S. Dean; S. Rich; B. Recht

As an avid Netflix user I am fully aware of the significant impact different recommendation engines have on our lives. Are these systems “fair”? This paper takes a perspective to this question which I really like: user recourse, or what the authors call “reachability”. If I understood correctly, this is loosely defined as the fraction of all possible outcomes that could potentially be recommended to the user if they change some constant fraction of their “choices” (e.g. you re-evaluate the scores you gave to some k movies).
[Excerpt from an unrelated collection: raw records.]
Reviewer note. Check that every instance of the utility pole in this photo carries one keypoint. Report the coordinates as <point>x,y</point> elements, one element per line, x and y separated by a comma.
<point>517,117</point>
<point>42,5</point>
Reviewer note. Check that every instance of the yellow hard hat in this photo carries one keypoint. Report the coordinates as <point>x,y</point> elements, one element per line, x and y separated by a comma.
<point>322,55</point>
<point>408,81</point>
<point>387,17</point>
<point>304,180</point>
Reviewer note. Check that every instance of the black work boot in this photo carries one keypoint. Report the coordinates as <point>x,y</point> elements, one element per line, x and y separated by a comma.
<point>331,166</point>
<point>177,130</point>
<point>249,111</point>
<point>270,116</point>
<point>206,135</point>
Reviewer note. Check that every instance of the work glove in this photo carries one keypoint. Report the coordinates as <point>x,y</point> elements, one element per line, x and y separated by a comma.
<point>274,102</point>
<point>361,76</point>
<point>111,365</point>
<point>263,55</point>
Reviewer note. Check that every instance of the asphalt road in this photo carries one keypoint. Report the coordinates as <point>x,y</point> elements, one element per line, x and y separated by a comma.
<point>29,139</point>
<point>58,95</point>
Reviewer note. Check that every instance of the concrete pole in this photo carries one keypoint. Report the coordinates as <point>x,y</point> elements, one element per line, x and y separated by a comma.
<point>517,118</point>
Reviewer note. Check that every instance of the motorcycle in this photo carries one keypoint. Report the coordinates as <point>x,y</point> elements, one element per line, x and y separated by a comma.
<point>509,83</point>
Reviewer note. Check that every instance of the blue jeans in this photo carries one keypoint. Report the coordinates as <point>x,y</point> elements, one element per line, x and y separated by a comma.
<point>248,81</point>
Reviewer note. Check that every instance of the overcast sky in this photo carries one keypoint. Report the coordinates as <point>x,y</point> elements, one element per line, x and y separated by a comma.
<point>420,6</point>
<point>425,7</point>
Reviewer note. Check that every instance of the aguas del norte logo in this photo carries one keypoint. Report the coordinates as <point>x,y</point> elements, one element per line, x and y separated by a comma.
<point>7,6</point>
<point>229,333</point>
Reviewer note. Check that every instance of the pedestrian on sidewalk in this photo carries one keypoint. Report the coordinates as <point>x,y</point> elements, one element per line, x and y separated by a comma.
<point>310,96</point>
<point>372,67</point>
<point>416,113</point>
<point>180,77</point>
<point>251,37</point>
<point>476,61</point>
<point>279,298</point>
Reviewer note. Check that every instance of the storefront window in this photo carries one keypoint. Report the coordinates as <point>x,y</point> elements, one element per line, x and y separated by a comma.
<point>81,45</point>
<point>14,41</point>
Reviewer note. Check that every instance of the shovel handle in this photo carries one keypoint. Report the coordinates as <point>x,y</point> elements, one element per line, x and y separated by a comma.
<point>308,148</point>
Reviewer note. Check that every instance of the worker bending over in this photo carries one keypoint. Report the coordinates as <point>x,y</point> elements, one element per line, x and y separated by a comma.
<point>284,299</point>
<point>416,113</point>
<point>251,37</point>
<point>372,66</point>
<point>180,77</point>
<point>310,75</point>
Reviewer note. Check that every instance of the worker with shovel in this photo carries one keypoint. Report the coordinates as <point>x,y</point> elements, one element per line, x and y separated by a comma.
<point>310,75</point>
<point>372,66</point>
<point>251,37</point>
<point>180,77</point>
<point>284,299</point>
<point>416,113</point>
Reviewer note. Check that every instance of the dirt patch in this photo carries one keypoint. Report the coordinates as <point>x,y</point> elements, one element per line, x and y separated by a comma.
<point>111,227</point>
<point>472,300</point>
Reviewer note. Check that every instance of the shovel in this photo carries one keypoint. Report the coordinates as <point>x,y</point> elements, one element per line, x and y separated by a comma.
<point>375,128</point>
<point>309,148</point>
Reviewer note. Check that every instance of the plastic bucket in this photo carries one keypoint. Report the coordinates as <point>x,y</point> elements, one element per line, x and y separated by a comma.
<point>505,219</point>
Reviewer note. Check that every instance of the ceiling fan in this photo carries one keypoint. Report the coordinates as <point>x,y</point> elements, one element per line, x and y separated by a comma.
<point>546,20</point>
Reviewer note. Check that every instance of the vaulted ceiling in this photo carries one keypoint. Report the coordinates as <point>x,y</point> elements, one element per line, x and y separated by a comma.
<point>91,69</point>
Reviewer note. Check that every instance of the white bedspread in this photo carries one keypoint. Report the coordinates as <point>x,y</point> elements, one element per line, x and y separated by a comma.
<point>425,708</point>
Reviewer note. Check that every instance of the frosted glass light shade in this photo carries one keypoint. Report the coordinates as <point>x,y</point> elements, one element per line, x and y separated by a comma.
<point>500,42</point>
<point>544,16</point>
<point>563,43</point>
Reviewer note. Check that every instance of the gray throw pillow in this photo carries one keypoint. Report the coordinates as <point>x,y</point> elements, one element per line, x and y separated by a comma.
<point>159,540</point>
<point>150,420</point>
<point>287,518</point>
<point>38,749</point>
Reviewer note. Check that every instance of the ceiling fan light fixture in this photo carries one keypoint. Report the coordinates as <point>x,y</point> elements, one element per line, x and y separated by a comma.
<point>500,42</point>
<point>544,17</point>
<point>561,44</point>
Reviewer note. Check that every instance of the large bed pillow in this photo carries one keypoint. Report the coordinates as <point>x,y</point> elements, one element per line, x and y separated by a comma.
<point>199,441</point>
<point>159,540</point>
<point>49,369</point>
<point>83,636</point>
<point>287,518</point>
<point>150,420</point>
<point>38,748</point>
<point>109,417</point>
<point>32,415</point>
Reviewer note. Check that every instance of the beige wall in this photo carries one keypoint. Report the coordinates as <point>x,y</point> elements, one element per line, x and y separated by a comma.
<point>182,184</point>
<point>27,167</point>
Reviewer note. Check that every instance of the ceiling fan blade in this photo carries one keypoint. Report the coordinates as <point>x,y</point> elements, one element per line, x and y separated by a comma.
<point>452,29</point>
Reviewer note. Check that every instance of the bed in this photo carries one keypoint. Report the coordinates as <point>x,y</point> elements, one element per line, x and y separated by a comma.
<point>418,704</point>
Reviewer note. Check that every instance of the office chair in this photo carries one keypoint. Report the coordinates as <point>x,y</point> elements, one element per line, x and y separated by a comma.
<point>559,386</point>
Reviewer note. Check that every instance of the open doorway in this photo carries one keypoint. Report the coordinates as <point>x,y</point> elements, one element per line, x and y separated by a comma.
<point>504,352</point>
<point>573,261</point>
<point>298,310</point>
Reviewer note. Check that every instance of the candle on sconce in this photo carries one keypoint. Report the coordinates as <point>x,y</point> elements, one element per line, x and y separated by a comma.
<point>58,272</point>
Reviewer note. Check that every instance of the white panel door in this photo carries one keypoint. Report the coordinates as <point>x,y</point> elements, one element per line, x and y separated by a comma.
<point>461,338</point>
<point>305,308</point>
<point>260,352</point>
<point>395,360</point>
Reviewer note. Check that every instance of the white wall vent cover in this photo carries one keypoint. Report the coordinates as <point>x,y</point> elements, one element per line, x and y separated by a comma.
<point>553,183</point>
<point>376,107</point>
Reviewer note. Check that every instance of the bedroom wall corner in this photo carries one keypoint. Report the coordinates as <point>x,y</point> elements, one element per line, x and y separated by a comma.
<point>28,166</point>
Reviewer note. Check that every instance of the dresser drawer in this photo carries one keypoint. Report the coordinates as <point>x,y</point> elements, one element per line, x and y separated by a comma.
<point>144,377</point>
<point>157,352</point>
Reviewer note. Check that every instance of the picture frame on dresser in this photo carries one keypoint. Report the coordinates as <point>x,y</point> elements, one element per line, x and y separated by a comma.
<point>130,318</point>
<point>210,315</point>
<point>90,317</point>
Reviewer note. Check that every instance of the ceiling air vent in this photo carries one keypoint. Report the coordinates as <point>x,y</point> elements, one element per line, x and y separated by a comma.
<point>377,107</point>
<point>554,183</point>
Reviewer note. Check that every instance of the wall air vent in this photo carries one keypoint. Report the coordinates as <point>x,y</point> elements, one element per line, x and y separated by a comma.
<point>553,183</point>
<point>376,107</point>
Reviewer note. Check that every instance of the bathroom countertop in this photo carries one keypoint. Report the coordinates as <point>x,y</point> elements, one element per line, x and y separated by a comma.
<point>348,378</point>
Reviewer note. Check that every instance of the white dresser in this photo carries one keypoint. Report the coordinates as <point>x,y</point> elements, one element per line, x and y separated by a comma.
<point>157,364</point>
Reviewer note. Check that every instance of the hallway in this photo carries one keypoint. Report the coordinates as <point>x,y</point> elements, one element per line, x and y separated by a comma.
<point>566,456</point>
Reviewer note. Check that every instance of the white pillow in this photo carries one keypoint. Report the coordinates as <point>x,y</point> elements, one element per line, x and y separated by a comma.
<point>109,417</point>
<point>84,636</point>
I found this interesting because it seems to suggest a way to audit these systems, and the answer seems to say a lot about the extent a user actually has agency over the system’s behaviour: e.g., is Netflix incredibly good at predicting my preferences, or has it simply placed me in some “bucket” with other (supposedly) like-minded users but in a way that really confines me to that bucket from now on?
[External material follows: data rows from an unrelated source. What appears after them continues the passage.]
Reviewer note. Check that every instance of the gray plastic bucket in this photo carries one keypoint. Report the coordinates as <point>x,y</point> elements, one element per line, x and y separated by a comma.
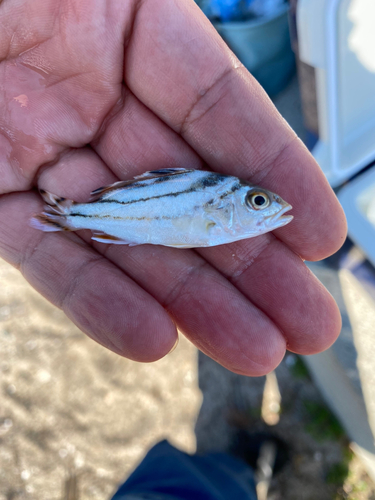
<point>263,46</point>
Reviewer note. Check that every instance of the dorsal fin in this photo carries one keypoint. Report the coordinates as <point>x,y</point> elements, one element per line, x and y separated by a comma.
<point>152,174</point>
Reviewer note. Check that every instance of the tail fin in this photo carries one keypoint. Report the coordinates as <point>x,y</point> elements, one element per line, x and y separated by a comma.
<point>54,216</point>
<point>56,204</point>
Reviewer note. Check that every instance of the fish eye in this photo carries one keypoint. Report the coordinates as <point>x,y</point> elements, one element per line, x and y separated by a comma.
<point>257,200</point>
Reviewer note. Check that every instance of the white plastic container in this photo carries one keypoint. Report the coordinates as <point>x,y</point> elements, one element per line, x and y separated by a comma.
<point>337,39</point>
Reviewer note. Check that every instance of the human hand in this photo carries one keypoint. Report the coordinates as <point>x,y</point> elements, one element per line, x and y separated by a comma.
<point>98,90</point>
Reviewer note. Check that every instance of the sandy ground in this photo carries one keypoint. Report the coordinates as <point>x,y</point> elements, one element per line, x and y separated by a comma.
<point>76,419</point>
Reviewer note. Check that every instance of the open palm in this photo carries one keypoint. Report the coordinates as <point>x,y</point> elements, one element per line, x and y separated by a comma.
<point>92,91</point>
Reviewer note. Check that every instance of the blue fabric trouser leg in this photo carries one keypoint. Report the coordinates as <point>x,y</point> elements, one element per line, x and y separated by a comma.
<point>169,474</point>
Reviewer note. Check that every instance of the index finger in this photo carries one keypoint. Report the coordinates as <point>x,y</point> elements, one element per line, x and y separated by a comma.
<point>180,68</point>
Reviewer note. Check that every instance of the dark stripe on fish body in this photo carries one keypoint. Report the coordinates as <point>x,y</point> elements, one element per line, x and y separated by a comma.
<point>209,181</point>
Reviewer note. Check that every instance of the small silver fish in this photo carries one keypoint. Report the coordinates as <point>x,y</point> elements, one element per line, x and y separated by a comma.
<point>174,207</point>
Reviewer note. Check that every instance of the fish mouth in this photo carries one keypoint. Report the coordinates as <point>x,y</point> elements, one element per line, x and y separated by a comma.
<point>280,219</point>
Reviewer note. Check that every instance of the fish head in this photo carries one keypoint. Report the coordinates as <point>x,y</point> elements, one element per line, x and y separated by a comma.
<point>260,210</point>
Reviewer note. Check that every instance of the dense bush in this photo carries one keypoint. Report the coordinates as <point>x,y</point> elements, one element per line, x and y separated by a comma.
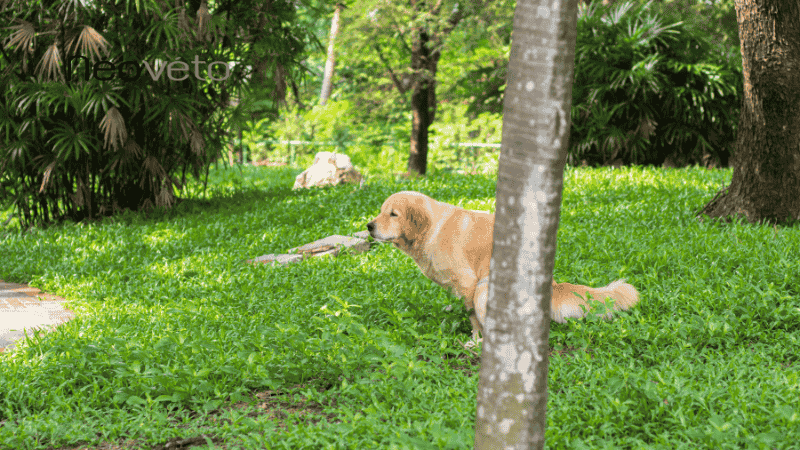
<point>648,89</point>
<point>77,146</point>
<point>650,93</point>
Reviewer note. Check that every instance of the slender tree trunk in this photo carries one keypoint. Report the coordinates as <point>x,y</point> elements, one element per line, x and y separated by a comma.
<point>766,164</point>
<point>423,101</point>
<point>330,63</point>
<point>512,394</point>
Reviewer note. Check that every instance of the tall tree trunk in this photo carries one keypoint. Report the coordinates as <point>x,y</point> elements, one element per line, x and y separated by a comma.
<point>423,100</point>
<point>512,394</point>
<point>330,63</point>
<point>766,164</point>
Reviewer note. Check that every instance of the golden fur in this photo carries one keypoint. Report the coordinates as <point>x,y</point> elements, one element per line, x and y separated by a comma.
<point>453,246</point>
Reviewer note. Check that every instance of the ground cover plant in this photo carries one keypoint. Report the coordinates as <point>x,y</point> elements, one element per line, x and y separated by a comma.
<point>178,341</point>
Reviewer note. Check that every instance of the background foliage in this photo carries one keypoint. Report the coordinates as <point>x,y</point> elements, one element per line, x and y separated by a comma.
<point>76,148</point>
<point>648,89</point>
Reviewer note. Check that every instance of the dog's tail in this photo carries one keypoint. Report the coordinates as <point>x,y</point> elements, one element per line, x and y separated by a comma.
<point>568,299</point>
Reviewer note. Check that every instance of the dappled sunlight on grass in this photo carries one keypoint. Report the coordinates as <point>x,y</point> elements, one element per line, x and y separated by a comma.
<point>174,328</point>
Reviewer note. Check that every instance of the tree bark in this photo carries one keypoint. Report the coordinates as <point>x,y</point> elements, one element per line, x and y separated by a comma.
<point>512,394</point>
<point>765,186</point>
<point>330,63</point>
<point>423,101</point>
9. Towards Fairer Datasets: Filtering and Balancing the Distribution of the People Subtree in the ImageNet Hierarchy

K. Yang, K. Qinami, L. Fei-Fei, J. Deng, O. Russakovsky

This presentation was quite a detailed description of the efforts conducted by the authors to improve upon the problematic ImageNet subtree of “People”. This is a great effort (though long overdue…) and I encourage anyone interested to check out the paper for the full details. I left this talk with the feeling that there are so many things that are inherently wrong with dataset and the way by which it was collected, that perhaps the best thing we should be doing at this point in time is not to try to “patch up” the problems in ImageNet, but build an entirely new dataset from scratch, with a thoughtful, transparent, community-led effort. Obviously this is a massive undertaking, but this seems important: while ImageNet served its’ initial purpose very well (provide a challenging benchmark that accurately ranks different models and inspires progress in computer vision), it doesn’t seem at all appropriate for its’ modern purpose: the “DNA” of every single image recognition model out there.

Fixing ImageNet?

10. Preference-Informed Fairness

M. Kim; A. Korolova; G. Rothblum; G. Yona

I’ll conclude with a shameless plug for the paper I presented. We consider a really well-studied setting: we have a bunch of individual, a bunch of outcomes, and we want to map individuals to outcomes in a way that provides strong fairness guarantees. Individual fairness (Dwork et al, 2012) is a natural candidate, but the notion of “treat similar people similarly” doesn’t make sense when individuals differ in their preferences over the outcome space. Envy-freeness is another classical notion and a natural candidate once we start talking about individuals’ preferences, but it doesn’t take into account the metric (qualifications), so it too can be overly restrictive. For example, when everyone has the same preferences (e.g. prefer getting a loan to not getting it), envy-freeness means everyone should get the loan with the same rate, which is obviously not sensical and doesn’t align with any intuitive notion of fairness in this case. We suggest a new fairness definition, “preference informed fairness”. Without going into the details of the definition (check out the paper!), I argued that in many cases incorporating individuals’ preferences into our fairness notions is desirable: for example, it might not make sense to ask for “parity” in ad delivery (e.g. between men and women) if this involves some people being worse off: for example if they are actually not interested in seeing this ad. While this argument doesn’t go through in every domain, I think this highlights that before incorporating fairness constraints in real-world, complex systems, we should really verify that they are “working as intended”.

Other presentations I found super-interesting, but don’t have enough time to write about: Fairness Is Not Static: Deeper Understanding of Long Term Fairness via Agents and Environments, Studying Up: Reorienting the study of algorithmic fairness around issues of power, POTs: Protective Optimization Technologies; see the full list of accepted papers.